Não bastasse a primeira tesourada, no dia 7 de abril o governo anunciou um corte adicional de R$ 19,4 bilhões. Foi a pior das alternativas consideradas pelo governo, que trabalhava com as hipóteses de reter R$ 14, R$ 16 ou R$ 19 bilhões. O valor escolhido por Lula representa o maior corte realizado durante seu governo. Esses cortes recairiam principalmente sobre as verbas de custeio, os recursos destinados a manter a folha de pagamento e a manutenção dos serviços públicos.
O arrocho é para cumprir a meta de superávit primário, a economia que o governo faz para pagar os juros da dívida pública, calculada, atualmente, em 3,8% do Produto Interno Bruto (PIB). Ou seja, o governo deve economizar um valor igual a 3,8% de tudo o que o país produz durante um ano, em mercadorias e serviços, para pagar os juros.

Considerando o corte feito pelo Congresso e esse bloqueio adicional do governo, o aperto fiscal chega a incríveis R$ 31,9 bilhões. O argumento utilizado pelo governo para desferir os cortes foi, mais uma vez, o fim da CPMF, o imposto do cheque. O aperto, junto com os R$ 10 bilhões esperados pelo aumento da Contribuição Social sobre Lucro Líquido (CSLL) e o Imposto sobre Operações Financeiras (IOF), cobririam esse suposto rombo.

A realidade, porém, mostra que o argumento do fim da CPMF não passa de uma desculpa para impor um arrocho ainda maior.
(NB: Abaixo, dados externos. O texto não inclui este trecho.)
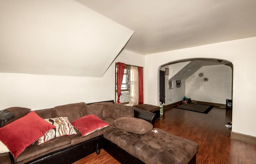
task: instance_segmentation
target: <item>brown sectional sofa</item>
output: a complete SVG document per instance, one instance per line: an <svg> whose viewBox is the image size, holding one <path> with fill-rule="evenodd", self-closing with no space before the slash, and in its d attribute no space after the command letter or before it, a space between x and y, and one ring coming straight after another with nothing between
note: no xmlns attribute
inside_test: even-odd
<svg viewBox="0 0 256 164"><path fill-rule="evenodd" d="M153 126L148 123L154 124L155 114L113 103L113 101L87 104L79 103L36 111L42 119L66 117L70 123L93 114L110 125L83 137L76 129L76 134L55 138L40 145L35 143L15 159L10 153L1 153L0 164L70 164L94 152L99 154L102 148L122 163L169 163L170 160L166 160L166 157L172 159L173 163L187 163L190 161L195 163L198 148L197 144L159 129L153 129L159 131L155 134L156 133L151 130ZM148 130L146 134L128 132L114 124L118 119L135 119L134 117L148 121L138 120L147 125L146 130L135 127L135 130L142 132ZM132 128L132 130L134 130ZM172 146L174 144L174 147ZM159 151L162 153L157 153Z"/></svg>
Em janeiro deste ano, sem o imposto do cheque, a arrecadação cresceu 18,3%. O próprio Ministério do Planejamento, em informe à imprensa, estima que a receita em 2008 seja R$ 3,3 bilhões superior ao que se previa em 2007.

Preparação para a crise
A arrecadação, mesmo com o fim da CPMF, cresce cada vez mais. Mesmo assim, o governo impõe um corte recorde ao Orçamento para cumprir a meta de superávit com maior folga, enquanto o Banco Central sinaliza juros mais altos, o que aumentaria a dívida pública e diminuiria o consumo. O discurso triunfalista do governo contrasta com sua política econômica recessiva.
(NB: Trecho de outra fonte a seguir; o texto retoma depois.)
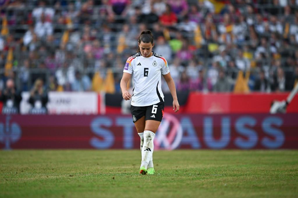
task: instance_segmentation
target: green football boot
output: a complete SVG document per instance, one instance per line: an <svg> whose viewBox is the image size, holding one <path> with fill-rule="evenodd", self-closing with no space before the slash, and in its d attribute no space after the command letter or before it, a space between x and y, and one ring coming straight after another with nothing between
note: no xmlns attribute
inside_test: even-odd
<svg viewBox="0 0 298 198"><path fill-rule="evenodd" d="M154 168L148 168L148 175L154 175L155 173Z"/></svg>
<svg viewBox="0 0 298 198"><path fill-rule="evenodd" d="M145 166L142 166L140 169L140 174L146 175L147 174L147 170L145 168Z"/></svg>

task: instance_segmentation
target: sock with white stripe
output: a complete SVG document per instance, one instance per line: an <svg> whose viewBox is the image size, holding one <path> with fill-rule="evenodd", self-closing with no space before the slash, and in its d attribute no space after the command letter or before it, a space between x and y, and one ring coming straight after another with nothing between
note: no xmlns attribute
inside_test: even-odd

Os cortes visam indicar claramente aos investidores e banqueiros internacionais que o governo está atento à crise internacional e que, no país, os interesses do capital financeiro serão prioridades absolutas.

No relatório “Perspectiva Econômica Mundial”, divulgado pelo FMI poucos dias após o anúncio dos cortes do governo, o fundo aponta a previsão de recessão para 2008 e faz uma orientação aos “países emergentes”. Segundo o relatório, “é necessário endurecer mais a política monetária para manter controlada a inflação”.
O governo sabe o que vem pela frente e dá mostras de que já decidiu quem pagará pela crise: os trabalhadores e a imensa maioria da população.